Der Freitag ist in Ägypten wie in der westlichen Welt der Samstag, die Visum-Behörde hat geschlossen, was wir allerdings glücklicherweise vorher schon wussten. Daher haben wir ja vorsorglich drei Nächte in der Nähe gebucht, um dann am Samstag alles abzuwickeln und zu unserem eigentlichen Ort zu fahren. Schon am Freitag hatte Dominik das Gefühl, dass wir irgendwas nicht richtig beachtet haben, generell waren fast alle seine Erkundungs- und Besorgungstouren in der kurzen Zeit meistens nicht von Erfolg gekrönt. Nur mühsam kommt man an die richtigen Informationen, falls überhaupt.

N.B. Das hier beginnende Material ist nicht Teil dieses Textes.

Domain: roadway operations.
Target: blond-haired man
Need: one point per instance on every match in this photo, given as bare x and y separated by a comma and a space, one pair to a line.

Um das Visum zu beantragen, muss man einen bestimmten Dollarbetrag nehmen, mit diesem zu einer ägyptischen Bank gehen, das Geld in ägyptische Pfund umtauschen und bekommt dann eine Quittung, auf der die Passnummer eingetragen sein muss. Hat man keine Dollars (Euros gehen auch), so kann man diese auf dem Schwarzmarkt kaufen. Dann würde man seine ägyptischen Pfund, die man vorher von Euros hergetauscht hat, wieder für Euros hergeben, um dann bei der Bank wieder ägyptische Pfund zu bekommen. Die Logik dahinter ist unklar, ich kann mir das nur so erklären, dass somit mehr Dollar und Euros in das Land kommen, was viel stabilere Währungen sind. Teilweise wollen die Händler in den normalen Geschäften schon gar keine Pfund mehr annehmen.
Wir hatten gehofft, dass man diesen Beleg erst mitbringen muss, wenn man das Visum abholt, aber als wir dann am Samstag, pünktlich um acht Uhr morgens, da ankamen, wurde uns sehr schnell mitgeteilt, dass es ohne diese Quittung nicht weitergeht. “Five Passports, five receipts“. Dominik hat sogar mit dem Polizeichef gesprochen, vor dem alle Mitarbeiter zusammengezuckt sind, und er war auch sehr deutlich, was die Reihenfolge angeht, und auch die Tatsache, dass Kinder entgegen unseren Informationen etwas kosten sollen.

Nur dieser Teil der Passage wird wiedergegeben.